Mortgage-Rate Patterns Sway Amid Changing Landscape
|
|
Thursday, April 23, 2009; 1:50 PM
The mortgage shopping basics have been turned on their head.
It used to be that 30-year fixed-rate mortgages carried higher interest rates than adjustable-rate loans available at the same time.
But mortgages that adjust in one year have been slightly more expensive for the last two weeks, according to a Freddie Mac survey released yesterday. The average rate on those loans was 4.82 this week compared with 4.8 percent for a 30-year fixed loan. Usually the gap between the two is much wider.
"This is the first time this has happened since Freddie Mac began collecting data for [adjustable loans] in January 1984," Frank Nothaft, Freddie Mac's chief economist, said in a statement.

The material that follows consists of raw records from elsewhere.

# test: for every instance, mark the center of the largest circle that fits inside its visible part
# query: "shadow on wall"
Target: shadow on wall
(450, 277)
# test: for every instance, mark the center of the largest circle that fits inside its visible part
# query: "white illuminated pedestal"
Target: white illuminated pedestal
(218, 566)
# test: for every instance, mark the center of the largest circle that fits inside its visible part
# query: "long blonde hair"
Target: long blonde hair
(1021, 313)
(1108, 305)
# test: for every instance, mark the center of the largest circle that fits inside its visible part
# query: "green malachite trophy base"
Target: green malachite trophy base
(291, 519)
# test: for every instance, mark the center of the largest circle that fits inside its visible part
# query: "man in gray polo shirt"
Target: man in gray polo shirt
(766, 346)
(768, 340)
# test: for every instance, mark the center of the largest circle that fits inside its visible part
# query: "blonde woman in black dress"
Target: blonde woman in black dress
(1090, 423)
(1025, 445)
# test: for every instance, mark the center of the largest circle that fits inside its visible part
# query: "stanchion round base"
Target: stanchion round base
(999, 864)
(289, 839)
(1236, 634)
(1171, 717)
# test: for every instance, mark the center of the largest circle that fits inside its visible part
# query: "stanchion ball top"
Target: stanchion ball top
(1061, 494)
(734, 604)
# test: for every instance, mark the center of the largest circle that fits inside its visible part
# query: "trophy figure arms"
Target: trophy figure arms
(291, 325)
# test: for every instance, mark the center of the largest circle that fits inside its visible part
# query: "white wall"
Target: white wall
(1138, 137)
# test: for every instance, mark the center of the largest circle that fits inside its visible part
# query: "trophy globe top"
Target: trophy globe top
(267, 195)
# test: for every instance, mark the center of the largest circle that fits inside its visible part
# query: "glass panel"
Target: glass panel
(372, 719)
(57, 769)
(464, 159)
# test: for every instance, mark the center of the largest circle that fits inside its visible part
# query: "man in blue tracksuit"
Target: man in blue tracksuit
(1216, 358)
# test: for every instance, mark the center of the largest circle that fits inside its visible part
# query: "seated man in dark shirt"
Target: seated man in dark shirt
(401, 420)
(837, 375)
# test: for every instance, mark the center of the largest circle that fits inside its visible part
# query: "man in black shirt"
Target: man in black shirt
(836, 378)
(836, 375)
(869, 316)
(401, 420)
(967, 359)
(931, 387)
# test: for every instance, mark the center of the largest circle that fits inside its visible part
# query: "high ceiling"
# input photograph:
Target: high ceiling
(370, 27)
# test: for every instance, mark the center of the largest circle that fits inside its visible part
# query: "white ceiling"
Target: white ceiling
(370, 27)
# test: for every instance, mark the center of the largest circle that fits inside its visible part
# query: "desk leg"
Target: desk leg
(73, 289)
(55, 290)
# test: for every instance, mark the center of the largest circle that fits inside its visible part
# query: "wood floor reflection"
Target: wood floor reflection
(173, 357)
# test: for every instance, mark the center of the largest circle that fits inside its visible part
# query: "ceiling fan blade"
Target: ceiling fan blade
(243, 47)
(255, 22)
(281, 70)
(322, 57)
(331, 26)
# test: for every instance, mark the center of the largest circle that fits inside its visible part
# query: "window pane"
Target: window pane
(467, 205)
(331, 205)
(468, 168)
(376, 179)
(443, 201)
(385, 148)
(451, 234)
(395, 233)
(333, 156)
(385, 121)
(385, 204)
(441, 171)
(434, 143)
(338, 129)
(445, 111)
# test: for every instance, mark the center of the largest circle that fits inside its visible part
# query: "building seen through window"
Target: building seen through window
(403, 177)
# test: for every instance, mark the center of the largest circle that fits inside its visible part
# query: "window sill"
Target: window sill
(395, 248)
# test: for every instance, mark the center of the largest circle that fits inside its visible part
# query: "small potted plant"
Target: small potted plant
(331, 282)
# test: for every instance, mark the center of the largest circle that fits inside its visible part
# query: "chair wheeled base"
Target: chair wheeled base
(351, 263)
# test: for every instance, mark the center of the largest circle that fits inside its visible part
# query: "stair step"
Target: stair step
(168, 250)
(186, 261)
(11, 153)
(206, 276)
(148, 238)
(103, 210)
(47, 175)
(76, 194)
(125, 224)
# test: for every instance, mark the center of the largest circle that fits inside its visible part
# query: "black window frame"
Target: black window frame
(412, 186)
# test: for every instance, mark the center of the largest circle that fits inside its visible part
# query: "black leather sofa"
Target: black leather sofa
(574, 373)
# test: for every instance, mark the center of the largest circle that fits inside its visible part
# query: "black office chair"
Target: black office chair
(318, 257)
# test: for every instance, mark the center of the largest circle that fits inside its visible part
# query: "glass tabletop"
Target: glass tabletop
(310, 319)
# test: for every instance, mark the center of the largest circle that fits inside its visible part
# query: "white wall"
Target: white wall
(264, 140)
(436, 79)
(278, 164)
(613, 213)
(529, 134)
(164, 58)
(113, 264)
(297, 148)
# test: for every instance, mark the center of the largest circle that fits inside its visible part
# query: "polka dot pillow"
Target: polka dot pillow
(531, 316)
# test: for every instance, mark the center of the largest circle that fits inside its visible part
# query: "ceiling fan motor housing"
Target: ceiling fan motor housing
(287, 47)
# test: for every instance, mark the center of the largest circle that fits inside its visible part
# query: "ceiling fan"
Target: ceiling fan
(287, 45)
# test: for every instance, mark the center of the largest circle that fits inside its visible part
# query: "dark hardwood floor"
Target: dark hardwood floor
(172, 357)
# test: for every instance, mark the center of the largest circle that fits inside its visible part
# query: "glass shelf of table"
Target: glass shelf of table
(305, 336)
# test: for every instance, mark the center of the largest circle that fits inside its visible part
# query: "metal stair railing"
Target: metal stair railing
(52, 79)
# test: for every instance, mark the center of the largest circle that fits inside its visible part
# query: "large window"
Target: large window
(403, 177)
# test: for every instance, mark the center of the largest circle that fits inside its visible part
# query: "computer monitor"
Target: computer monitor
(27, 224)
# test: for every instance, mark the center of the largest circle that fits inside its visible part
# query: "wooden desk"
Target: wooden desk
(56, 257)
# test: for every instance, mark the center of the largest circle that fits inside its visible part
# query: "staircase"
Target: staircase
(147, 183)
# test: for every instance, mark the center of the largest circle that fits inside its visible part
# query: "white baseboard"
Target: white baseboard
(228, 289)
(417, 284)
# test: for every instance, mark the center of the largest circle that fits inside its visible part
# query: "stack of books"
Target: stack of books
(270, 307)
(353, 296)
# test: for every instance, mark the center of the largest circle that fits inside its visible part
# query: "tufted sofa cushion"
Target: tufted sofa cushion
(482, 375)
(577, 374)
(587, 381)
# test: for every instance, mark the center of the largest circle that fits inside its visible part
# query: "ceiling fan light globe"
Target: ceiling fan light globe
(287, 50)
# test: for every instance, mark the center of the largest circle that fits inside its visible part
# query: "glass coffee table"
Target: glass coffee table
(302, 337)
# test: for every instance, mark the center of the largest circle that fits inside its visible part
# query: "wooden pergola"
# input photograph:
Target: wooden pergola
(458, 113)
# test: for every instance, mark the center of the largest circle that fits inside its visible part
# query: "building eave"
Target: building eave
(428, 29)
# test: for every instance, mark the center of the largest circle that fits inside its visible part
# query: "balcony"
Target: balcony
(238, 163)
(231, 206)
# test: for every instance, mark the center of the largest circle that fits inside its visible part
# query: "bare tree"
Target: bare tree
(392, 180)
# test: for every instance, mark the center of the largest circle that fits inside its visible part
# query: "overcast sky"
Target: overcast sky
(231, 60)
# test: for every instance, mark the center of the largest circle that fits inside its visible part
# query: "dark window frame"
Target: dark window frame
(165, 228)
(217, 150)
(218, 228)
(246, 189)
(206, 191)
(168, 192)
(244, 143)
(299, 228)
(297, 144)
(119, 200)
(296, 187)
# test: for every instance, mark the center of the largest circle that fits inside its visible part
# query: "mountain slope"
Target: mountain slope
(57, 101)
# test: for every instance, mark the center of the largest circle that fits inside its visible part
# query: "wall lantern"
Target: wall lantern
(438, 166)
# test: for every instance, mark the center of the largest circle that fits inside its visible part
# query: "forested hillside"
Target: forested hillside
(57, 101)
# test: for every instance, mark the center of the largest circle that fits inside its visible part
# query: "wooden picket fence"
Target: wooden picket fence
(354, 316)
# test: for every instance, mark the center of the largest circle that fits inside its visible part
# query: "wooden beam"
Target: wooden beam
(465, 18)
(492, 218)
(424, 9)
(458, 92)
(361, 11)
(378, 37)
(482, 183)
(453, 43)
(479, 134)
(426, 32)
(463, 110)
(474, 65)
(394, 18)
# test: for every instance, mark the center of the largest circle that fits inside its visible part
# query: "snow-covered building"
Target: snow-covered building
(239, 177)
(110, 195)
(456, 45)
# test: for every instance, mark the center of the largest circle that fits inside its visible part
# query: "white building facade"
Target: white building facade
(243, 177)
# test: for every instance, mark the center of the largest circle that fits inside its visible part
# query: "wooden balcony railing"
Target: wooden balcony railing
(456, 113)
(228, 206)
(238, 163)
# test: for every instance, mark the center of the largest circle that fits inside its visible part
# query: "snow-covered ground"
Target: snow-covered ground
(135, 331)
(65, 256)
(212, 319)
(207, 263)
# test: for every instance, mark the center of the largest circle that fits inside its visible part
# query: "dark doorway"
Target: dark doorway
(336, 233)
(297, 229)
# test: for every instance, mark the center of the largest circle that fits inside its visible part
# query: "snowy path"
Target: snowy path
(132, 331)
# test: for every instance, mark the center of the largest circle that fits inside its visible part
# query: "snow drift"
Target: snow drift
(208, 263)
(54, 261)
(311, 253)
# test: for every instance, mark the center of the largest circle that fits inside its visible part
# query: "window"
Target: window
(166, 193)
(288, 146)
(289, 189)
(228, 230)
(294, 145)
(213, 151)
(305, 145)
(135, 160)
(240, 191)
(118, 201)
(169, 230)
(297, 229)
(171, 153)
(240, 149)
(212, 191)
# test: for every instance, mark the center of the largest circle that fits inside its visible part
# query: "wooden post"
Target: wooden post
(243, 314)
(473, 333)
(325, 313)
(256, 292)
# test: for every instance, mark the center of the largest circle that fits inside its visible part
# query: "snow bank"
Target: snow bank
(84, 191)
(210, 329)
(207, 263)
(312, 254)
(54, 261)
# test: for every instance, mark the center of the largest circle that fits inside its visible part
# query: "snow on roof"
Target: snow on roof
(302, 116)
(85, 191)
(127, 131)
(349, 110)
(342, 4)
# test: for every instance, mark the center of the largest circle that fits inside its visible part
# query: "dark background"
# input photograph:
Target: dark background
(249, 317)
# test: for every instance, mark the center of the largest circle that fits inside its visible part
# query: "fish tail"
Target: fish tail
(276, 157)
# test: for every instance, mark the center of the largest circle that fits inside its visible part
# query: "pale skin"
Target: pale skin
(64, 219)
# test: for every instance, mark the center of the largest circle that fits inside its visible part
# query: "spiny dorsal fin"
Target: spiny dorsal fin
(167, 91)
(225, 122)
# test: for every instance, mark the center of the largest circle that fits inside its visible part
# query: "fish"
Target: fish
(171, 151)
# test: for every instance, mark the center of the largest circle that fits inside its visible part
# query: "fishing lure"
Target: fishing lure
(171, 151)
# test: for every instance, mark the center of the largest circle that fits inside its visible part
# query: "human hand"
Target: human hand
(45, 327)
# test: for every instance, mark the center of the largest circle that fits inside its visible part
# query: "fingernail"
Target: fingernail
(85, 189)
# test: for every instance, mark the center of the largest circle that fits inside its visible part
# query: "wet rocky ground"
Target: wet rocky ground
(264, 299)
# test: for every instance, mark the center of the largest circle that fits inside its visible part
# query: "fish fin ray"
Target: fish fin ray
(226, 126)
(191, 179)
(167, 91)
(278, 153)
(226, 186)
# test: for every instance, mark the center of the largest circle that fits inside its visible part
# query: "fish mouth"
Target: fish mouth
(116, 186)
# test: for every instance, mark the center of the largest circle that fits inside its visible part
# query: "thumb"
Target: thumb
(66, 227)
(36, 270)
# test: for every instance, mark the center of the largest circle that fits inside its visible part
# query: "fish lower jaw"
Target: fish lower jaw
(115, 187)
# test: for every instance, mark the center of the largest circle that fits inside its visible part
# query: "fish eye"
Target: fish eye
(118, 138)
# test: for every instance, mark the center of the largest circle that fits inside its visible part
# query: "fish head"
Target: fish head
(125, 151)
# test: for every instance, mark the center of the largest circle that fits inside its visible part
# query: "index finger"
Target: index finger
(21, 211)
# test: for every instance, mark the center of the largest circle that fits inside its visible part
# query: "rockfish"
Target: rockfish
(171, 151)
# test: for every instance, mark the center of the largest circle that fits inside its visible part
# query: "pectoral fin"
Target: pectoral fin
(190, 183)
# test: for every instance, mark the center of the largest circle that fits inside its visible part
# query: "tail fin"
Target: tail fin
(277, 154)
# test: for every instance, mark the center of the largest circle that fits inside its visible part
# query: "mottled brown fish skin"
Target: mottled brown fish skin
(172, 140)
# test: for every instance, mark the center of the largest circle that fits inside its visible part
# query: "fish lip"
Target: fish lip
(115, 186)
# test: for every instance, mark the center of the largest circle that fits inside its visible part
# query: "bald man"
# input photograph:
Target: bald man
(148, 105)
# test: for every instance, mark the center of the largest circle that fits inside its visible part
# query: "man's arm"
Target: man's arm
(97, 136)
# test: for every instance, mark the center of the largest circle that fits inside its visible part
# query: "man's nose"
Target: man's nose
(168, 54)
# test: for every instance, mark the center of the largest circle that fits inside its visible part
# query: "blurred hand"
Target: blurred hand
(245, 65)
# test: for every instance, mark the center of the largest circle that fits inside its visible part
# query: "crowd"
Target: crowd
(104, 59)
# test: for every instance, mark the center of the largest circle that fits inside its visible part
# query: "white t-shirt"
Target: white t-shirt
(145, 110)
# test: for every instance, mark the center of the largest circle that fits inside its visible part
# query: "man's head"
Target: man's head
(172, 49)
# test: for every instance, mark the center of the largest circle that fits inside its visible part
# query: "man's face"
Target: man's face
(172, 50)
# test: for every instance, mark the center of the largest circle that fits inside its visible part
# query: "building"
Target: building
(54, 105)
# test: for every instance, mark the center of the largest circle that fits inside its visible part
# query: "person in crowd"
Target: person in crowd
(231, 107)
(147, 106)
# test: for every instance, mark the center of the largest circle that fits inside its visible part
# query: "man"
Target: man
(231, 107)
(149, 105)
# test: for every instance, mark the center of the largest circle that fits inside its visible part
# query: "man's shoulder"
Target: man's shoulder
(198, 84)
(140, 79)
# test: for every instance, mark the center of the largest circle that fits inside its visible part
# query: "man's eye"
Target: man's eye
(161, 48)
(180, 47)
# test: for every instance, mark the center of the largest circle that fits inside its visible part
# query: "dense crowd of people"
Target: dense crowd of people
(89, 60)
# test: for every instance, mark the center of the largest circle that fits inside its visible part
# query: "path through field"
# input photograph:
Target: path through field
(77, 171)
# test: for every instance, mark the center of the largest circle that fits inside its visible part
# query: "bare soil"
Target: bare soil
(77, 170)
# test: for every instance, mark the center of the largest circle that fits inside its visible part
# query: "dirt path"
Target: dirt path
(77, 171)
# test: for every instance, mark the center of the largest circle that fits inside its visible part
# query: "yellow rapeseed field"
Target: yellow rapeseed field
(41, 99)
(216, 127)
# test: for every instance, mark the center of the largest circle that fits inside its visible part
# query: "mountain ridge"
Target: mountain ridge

The rate on a hybrid loan that's fixed for five years and adjusts every year thereafter is even higher -- averaging 4.85 percent. It has been higher since late March.
That's not how it used to work. Lenders charged more for a fixed-rate loan because they took on added risk by financing it. But with adjustable loans, borrowers bear the risk of rates going up, so lenders enticed them with lower introductory rates.
The landscape has changed since then. The mortgage market collapsed. Investors lost their appetite for adjustable loans, which have been closely tied to soaring foreclosure rates. And the Federal Reserve adopted policies aimed at driving mortgage rates down.
"The shame of it is that fewer people can qualify for these super low rates," said Barry Glassman, a financial planner in McLean. People who lack equity in their homes, cash for a down payment, or stellar credit do not qualify for the best deals.